Kafka for Ruby

- - posted in ruby kafka events | Comments

Kafka is “publish-subscribe messaging rethought as a distributed commit log”.

We are exploring Kafka for doing something which looks like Event Sourcing from Domain Driven Design.

Kafka’s performance is pretty much constant with respect to data size so retaining events forever should not present a problem.

Install Kafka

These instructions are for MacOS, for other OS’s see the Kafka documentation.

1
$ brew install kafka

This will also install Zookeeper, a dependency of the Kafka client and server.

The Zookeeper dependency on Kafka client will be removed in version 0.9.

You can inspect the default Zookeeper config at /usr/local/etc/zookeeper/zoo.cfg. The default port is 2181.

1
$ zkServer start

Check Zookeeper is running. I found that I had to start Zookeeper in the foreground.

1
$ zkServer start-foreground

Zookeeper is distributed system for maintaining configuration, naming and synchronisation. Even though we are only starting one instance of Kafka and not a cluster we still need Zookeeper.

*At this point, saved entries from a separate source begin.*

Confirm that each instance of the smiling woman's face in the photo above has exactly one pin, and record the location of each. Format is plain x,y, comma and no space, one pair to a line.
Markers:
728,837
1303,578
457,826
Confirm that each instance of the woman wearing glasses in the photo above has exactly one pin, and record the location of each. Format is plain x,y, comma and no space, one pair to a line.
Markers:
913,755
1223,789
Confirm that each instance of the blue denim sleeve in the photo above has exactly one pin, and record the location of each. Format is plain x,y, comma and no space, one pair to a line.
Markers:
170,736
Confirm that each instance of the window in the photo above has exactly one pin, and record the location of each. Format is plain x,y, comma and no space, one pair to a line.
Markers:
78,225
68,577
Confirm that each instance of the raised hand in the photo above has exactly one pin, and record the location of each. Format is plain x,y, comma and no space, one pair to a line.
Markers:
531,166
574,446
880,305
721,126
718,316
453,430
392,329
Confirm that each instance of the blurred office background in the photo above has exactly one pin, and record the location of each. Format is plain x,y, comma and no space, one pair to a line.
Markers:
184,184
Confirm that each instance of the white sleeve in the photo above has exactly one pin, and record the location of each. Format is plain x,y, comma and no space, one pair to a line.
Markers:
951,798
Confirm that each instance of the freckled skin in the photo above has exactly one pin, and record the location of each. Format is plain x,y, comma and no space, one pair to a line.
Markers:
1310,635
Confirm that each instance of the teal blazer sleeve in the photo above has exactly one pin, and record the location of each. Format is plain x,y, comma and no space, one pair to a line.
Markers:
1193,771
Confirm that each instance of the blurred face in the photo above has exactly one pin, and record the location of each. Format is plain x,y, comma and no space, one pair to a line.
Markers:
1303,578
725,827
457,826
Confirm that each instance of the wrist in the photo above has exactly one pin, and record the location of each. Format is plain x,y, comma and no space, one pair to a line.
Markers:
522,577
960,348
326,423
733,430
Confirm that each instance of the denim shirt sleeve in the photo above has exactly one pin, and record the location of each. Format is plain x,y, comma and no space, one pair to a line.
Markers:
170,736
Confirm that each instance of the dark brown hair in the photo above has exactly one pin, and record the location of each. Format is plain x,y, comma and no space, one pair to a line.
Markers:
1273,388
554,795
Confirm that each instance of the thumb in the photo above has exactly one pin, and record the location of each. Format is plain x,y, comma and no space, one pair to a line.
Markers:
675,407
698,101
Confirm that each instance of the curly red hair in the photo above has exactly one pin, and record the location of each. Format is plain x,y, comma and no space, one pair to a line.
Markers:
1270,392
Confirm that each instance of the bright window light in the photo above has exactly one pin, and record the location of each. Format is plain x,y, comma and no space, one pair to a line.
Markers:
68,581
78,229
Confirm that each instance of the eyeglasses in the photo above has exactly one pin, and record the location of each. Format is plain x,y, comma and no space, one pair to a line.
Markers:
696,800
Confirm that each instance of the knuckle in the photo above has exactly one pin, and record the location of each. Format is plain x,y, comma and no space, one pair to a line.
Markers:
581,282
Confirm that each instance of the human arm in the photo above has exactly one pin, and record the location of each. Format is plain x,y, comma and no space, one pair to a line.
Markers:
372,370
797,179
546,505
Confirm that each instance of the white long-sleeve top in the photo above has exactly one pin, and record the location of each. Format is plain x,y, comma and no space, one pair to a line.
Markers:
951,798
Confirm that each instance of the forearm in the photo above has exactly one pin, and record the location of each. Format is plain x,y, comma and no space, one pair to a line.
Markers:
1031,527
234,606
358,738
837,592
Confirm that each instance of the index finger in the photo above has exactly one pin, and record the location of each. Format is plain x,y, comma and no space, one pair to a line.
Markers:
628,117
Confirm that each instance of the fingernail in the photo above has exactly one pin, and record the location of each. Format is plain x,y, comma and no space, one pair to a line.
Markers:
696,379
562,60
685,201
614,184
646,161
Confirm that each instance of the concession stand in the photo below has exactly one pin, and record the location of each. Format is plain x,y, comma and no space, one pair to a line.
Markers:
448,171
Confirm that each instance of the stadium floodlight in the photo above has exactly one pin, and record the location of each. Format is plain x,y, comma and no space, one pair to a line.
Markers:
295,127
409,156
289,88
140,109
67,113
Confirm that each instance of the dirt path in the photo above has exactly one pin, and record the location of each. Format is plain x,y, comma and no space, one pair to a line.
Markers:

The default Kafka config can be found at /usr/local/etc/kafka/server.properties. The default port is 9092.

Start up Kafka:

1
$ kafka-server-start.sh /usr/local/etc/kafka/server.properties

Built-in tools

Kafka comes with clients for producing and consuming messages from the Kafka server.

Kafka demo

Producer

When using the builtin tools you either need to specify the broker (Kafka) or Zookeeper.

1
kafka-console-producer.sh --topic test --broker localhost:9092

You can ignore the warning “WARN Property topic is not valid”, it is wrong and fixed in the next release.

Now type in some messages each followed by enter. Type Ctrl+D when finished.

These messages have been published to Kafka, there is no imposed format to the messages, they can be free text, JSON, XML, whatever you like.

You can also pipe and dump messages to the producer command:

1
2
$ echo "hello Kafka" | kafka-console-producer.sh ...
$ kafka-console-producer.sh ... < my_file.json

In the case of the json file each message must be on a newline. Therefore any newlines, and any other control characters, within the json must be double escaped, e.g. \\n instead of \n.

Consumer

Start a consumer:

1
kafka-console-consumer.sh --topic test --zookeeper localhost:2181 --from-beginning

Using --from-beginning you will get all messages from offset 0 (the very first message). Without it you will only get new messages published from now onwards. This is great for event sourcing as it allows us to reply events from any point in the past. For example RabbitMQ is not suitable, on its own as an event store, since it does retain messages after consumption. By default Kafka does not retain messages forever, but can be configured to do so, more later.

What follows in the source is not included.